Last year I was boiling over with anger towards someone. I had just been belittled again and was furious. The anger was growing so I had to go out into the pasture for an “angry walk.” All of a sudden Jesus spoke to me and it’s the very last thing I wanted to hear.
When Jesus delivered the Sermon on the Mountain everything that Jesus said was fodder for fiery discussion because the level of righteousness he spoke of was nothing less than audacious. Familiarity has lessened the shock impact for us but if we read slowly enough we can still feel some of it.
When there has been a wrongdoing the burden of apology and reconciliation is typically on the one who has done the wrong. If I speak a harsh word to someone and feel the conviction of the Spirit that I did wrong, then it is me that needs to go apologize. But in the kingdom of God everything is turned on its head.
“Therefore, if you are offering your gift at the alter and there remember your brother has something against you, leave your gift there in front of the alter.
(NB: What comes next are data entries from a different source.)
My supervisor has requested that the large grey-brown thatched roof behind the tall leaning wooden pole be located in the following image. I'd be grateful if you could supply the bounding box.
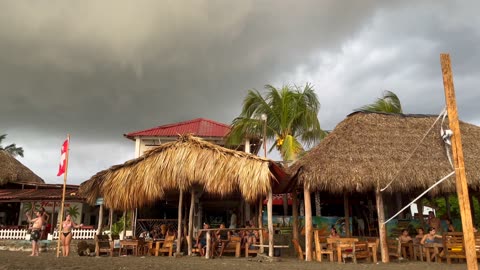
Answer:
[289,112,480,193]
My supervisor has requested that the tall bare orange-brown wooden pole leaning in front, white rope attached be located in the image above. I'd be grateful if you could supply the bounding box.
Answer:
[440,54,478,270]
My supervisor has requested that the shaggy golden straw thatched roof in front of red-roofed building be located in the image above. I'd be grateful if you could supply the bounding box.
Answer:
[80,135,286,210]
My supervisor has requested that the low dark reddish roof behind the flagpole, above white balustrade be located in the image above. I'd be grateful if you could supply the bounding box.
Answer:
[0,189,84,201]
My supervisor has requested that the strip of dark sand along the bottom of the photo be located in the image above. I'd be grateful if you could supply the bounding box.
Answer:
[0,251,467,270]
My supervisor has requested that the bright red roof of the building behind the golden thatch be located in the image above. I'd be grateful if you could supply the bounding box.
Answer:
[124,118,230,139]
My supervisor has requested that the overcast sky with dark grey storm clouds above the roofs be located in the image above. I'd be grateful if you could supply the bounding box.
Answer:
[0,0,480,184]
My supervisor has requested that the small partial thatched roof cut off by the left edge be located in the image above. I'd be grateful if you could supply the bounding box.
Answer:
[0,150,45,186]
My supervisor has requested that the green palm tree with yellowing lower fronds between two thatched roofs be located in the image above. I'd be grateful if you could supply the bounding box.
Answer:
[227,83,325,215]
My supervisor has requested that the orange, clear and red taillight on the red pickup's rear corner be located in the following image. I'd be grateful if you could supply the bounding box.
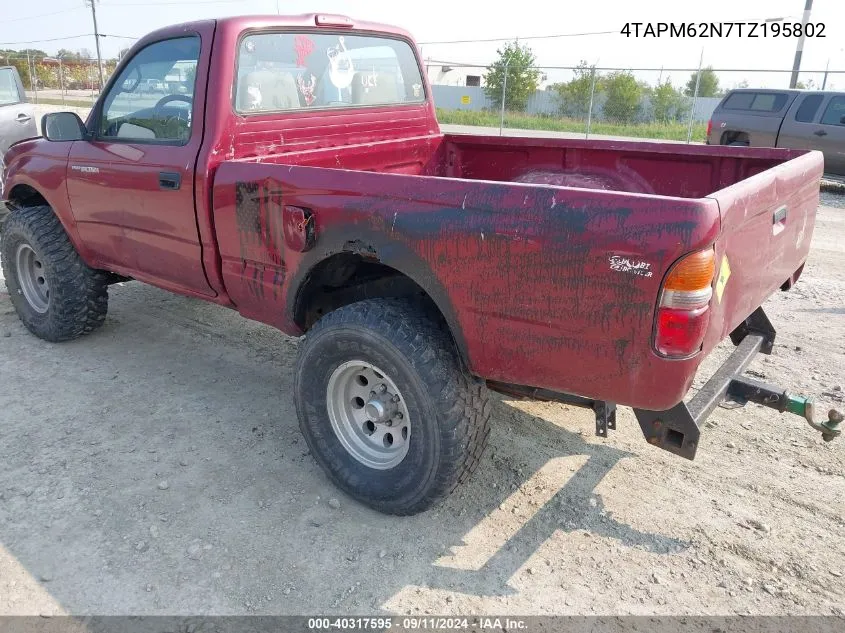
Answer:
[654,248,716,358]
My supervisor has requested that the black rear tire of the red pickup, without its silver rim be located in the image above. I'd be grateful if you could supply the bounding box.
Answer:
[295,299,492,515]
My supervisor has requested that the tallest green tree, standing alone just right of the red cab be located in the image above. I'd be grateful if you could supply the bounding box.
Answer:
[484,42,540,112]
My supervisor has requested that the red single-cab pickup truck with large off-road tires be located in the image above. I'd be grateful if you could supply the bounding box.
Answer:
[1,14,841,514]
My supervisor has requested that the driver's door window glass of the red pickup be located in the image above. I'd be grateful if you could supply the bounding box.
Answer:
[99,36,200,144]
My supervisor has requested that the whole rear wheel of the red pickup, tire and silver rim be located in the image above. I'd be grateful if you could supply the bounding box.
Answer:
[295,299,491,514]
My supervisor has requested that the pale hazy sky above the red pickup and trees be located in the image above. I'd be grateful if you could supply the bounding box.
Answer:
[0,0,845,88]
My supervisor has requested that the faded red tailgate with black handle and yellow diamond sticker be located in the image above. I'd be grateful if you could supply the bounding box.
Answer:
[704,151,824,351]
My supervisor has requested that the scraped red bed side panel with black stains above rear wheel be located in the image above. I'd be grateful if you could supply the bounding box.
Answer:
[213,161,720,409]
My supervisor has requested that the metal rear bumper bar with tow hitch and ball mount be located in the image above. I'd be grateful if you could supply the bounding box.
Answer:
[634,308,843,459]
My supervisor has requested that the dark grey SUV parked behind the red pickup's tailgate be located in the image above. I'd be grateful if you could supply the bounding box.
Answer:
[707,89,845,176]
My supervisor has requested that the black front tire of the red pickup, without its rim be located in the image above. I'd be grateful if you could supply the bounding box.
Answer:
[0,206,109,342]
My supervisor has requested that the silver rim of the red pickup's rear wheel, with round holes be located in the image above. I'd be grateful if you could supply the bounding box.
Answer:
[326,360,411,470]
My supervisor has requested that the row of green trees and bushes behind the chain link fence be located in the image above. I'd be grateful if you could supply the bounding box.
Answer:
[484,42,723,123]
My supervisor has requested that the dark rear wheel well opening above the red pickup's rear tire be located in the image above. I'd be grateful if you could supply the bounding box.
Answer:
[294,252,466,360]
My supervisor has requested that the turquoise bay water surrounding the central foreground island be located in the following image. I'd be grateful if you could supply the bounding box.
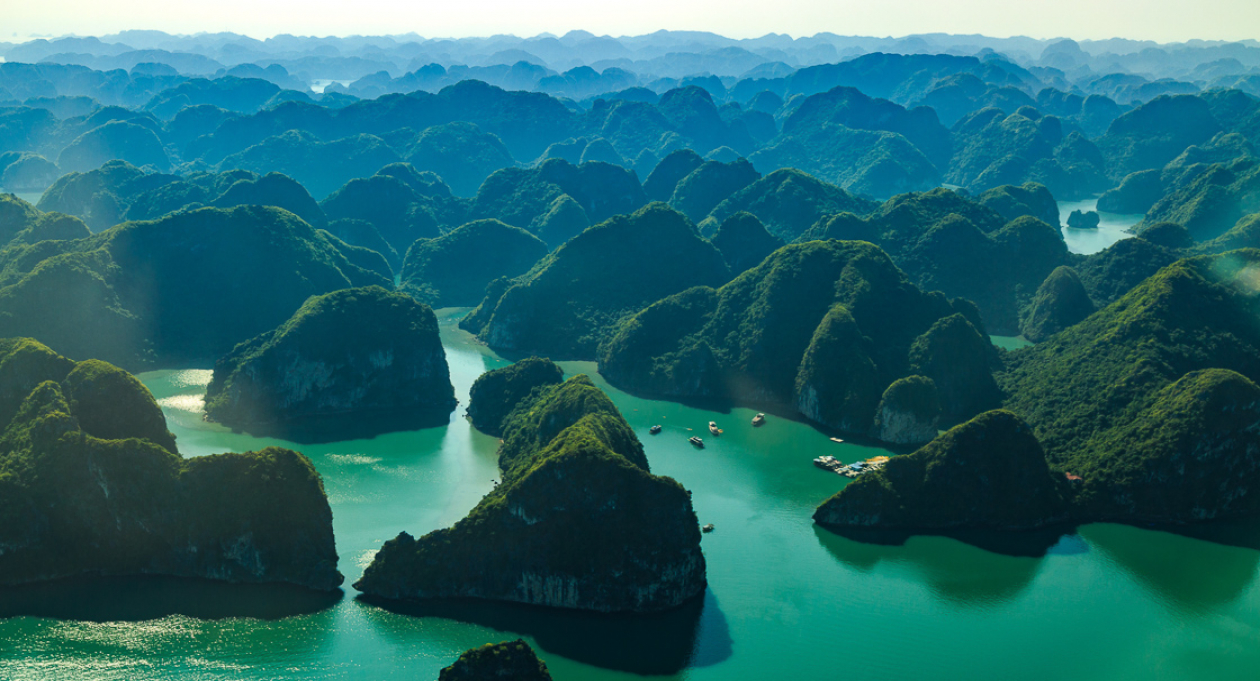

First go and be reconciled to your brother; then come and offer your gift” (Mt 5:23-24).
At the alter of God it doesn’t matter who is at fault so much as it matters there is un-reconciled relationships. Worship desires unity. And so Jesus puts it this way: It’s not about if someone has wronged you, it’s about the fact that a relationship is broken and needs repaired. If you know that someone has something against you, you be the one to go to to them. Try to get it straightened out. Do so as an act of worship.
“As far as it depends on you live at peace with all men” (Rom 12:18).
So there I was angry walking around the pasture, feeling wronged in a very hurtful way for the umpteenth time. I was gnashing my teeth, seething with anger when the Lord spoke to me, “go and try to reconcile.”
That’s the last thing I wanted to do. This person was the one who was doing wrong to me constantly. Not just wrong but tampering with the holy. They needed to come to me, not me to them. Going to them would appear as if I was validating their behavior.
I fasted. I prayed. I went.
I did everything to try to reconcile including apologizing for things I wasn’t sorry for (I regret that now) in order to come together. There was not even a hint of desire on their part to reconcile. It was vicious. Just attack after attack. It was like going there gave them opportunity to unleash the flood. I was literally going out to the car with them yelling at me. It was awful.
And I drove away filled with joy.
For a few days after that I had such joy in the Lord. The joy that doesn’t make any sense but a joy that is tied to God’s pleasure when his children obey.
Things are still bad. I still wrestle with anger. The violations continue.
But I have never regretted going to them to make the attempt to reconcile.